A children's race young boys, young men now I remember well,
Excitement, sure but also fear. It wasn't hard to tell.
They all lined up so full of hope. Each thought to win that race,
Or tie for first, or if not that, at least take second place.
And the fathers watched from off the side each cheering for his son.
And each boy hoped to show his Dad that he would be the one.
The whistle blew and off they went, young hearts and hopes of fire,
To win, to be the hero there was each young boy's desire.
And one boy in particular, his Dad was in the crowd,
Was running near the lead and thought, "My Dad will be so proud!"
But as he headed down the field across a shallow dip,
The little boy who thought to win, lost his step and slipped.
Trying hard to catch himself, his hands flew out to brace,
And 'mid the laughter of the crowd, he fell flat on his face.
So down he fell and with him hope. He couldn't win it now.
Embarrassed, sad, he only wished to disappear somehow.
But, as he fell, his Dad stood up and showed his anxious face.
Which to the boy so clearly said, "Get up and win that race!"
He quickly rose, no damage done, behind a bit that's all,
And ran with all his mind and might to make up for his fall.
So anxious to restore himself, to catch up and to win,
His mind ran faster than his legs. He slipped and fell again.
He wished that he had quit before with only one disgrace.
I'm hopeless as a runner now. I shouldn't try to race."
But in the laughing crowd he searched and found his father's face.
That steady look that said again. "Get up and win that race!"
So up he jumped to try again. Ten yards behind the last.
"If I'm to gain those yards," he thought, "I've got to run real fast!"
Exceeding everything he had, he regained eight or ten.
But trying so hard to catch the lead, he slipped and fell again.
Defeat! He lay there silently. A tear dropped from his eye.
"There's no use in running anymore. Three strikes, I'm out why try?"
The will to rise had disappeared, all hope had fled away.
So far behind, so error prone, a loser all the way.
"I've lost so what's the use," he thought. "I'll live with my disgrace."
But then he thought about his Dad, who soon he'd have to face.
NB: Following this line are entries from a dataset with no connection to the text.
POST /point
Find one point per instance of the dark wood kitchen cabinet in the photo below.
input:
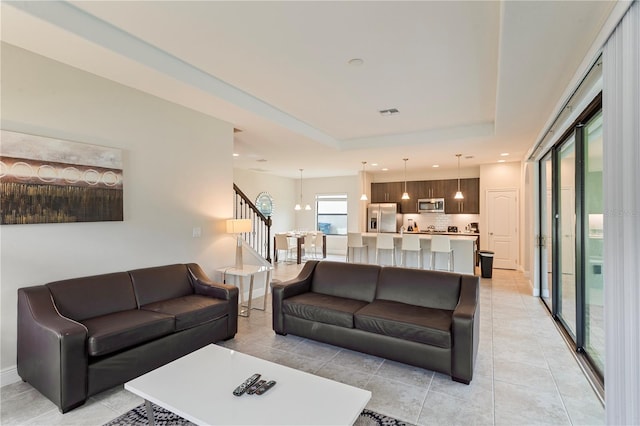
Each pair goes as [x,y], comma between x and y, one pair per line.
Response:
[470,204]
[410,205]
[386,192]
[431,189]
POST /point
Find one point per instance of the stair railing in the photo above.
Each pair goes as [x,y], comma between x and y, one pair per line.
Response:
[260,238]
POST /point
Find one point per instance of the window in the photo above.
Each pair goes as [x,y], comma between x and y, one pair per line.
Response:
[332,214]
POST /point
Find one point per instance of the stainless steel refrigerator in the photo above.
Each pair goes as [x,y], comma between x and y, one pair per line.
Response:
[383,217]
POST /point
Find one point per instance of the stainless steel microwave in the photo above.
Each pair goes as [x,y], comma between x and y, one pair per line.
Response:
[431,205]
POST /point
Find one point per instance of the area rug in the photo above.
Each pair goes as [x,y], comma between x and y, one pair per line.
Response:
[162,417]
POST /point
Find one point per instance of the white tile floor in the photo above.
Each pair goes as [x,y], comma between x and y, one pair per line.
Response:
[525,373]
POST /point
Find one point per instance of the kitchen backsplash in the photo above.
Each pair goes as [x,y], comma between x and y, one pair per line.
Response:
[440,221]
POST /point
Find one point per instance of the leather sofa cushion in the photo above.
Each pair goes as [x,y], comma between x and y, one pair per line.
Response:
[87,297]
[323,308]
[409,322]
[161,283]
[112,332]
[190,311]
[348,280]
[429,289]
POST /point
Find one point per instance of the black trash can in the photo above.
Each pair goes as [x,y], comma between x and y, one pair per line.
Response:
[486,263]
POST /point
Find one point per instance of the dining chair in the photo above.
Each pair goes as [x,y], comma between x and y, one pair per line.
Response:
[354,241]
[310,241]
[385,242]
[282,244]
[441,244]
[319,243]
[410,244]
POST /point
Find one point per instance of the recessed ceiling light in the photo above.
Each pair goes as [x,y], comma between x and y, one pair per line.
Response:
[389,112]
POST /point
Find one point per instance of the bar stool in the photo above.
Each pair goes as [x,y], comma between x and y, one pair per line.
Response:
[310,245]
[385,242]
[410,243]
[354,241]
[282,244]
[441,244]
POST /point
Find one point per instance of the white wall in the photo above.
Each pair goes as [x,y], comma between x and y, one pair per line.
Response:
[282,190]
[286,193]
[177,176]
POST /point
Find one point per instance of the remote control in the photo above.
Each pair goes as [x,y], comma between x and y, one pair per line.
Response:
[266,387]
[255,387]
[246,385]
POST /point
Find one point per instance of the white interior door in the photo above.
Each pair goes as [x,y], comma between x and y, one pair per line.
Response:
[502,211]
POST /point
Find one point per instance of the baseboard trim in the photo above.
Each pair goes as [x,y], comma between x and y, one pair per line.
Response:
[9,376]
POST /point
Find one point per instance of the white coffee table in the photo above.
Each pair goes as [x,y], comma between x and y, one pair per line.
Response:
[199,388]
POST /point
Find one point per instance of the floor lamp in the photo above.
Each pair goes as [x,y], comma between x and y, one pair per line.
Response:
[238,226]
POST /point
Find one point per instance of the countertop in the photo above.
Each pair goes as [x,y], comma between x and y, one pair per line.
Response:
[426,235]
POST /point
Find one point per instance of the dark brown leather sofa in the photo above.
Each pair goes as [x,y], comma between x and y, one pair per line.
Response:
[81,336]
[428,319]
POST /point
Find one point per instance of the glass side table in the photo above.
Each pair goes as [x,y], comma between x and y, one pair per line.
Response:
[241,273]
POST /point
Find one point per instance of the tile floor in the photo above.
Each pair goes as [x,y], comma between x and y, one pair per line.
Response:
[525,373]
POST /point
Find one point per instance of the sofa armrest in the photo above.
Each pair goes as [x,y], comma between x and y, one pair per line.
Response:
[51,352]
[206,287]
[466,329]
[279,292]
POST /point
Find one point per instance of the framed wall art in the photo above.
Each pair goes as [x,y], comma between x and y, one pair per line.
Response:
[46,180]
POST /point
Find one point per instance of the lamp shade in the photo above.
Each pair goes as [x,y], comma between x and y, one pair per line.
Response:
[238,226]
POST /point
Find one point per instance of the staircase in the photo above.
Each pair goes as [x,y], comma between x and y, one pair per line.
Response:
[260,238]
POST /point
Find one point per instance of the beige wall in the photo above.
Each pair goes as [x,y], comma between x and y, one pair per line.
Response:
[177,176]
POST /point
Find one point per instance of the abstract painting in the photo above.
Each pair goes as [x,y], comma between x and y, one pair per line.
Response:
[45,180]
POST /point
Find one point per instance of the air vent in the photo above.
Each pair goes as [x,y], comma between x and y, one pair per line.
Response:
[388,112]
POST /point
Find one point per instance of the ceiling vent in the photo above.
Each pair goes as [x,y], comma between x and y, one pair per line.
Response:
[389,112]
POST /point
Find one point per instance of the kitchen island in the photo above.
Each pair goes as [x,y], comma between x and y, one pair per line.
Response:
[464,251]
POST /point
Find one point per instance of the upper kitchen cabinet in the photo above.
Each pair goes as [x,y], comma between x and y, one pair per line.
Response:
[386,192]
[470,204]
[431,189]
[410,205]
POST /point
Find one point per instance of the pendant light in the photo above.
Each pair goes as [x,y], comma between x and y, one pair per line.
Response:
[363,197]
[458,195]
[298,206]
[405,195]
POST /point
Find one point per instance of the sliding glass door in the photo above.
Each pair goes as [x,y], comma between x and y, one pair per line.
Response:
[571,234]
[593,250]
[566,234]
[546,240]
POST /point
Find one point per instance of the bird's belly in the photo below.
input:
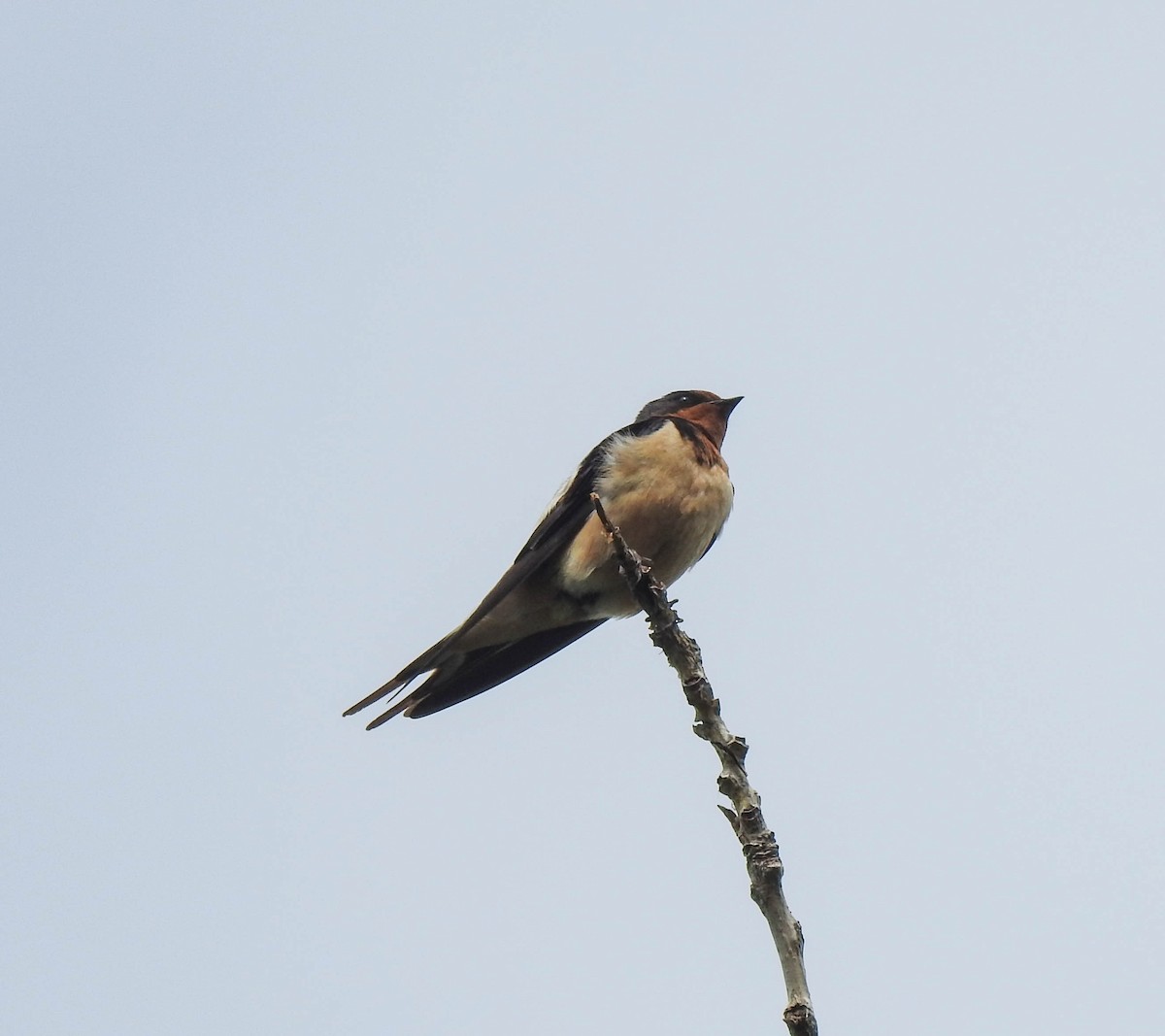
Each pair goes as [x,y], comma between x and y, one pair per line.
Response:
[668,506]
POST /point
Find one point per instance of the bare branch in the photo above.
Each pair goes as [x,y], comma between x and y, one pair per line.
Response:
[762,855]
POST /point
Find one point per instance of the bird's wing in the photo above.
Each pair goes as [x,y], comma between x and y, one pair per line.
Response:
[483,669]
[558,527]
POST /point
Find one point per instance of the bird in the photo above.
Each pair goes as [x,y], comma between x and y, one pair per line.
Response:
[662,481]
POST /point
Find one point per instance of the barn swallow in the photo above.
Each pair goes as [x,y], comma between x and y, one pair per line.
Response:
[661,479]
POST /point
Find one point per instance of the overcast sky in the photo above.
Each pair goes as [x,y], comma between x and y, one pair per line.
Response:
[307,310]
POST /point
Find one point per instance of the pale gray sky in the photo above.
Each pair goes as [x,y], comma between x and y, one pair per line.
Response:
[307,310]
"Get up," an echo sounded low. "Get up and take your place.
"You were not meant for failure here. Get up and win that race!"
With borrowed will, "Get up!" it said. "You haven't lost at all.
"For winning is no more than this To Rise Each Time You Fall."
So up he rose to win once more and with new commit,
He resolved that win or lose, at least he wouldn't quit.
So far behind the others now, the most he'd ever been.
Still he gave it all he had, and ran as though to win.
Three times he'd fallen, stumbling. Three times he rose again.
Too far behind to hope to win, still he ran to the end.
They cheered the winning runner as he crossed the line First Place.
Head high and proud and happy no falling no disgrace.
But when the falling youngster crossed the line Last Place,
The crowd gave him the greater cheer for finishing the race.
And even though he came in last, with head bowed low, unproud,
You would have thought he won the race, to listen to the crowd.
And to his Dad he sadly said, "I didn't do so well."
"To me you won," his Father said. "You rose each time you fell."
And now when things seem dark and hard and difficult to face,
The memory of that little boy helps me in my race.
For all of life is like a race, with ups and downs and all,
And all you have to do to win is rise each time you fall.
"Quit! Give up, you're beaten!" They shout in my face.
But another voice within me says. "Get up and win that Race!"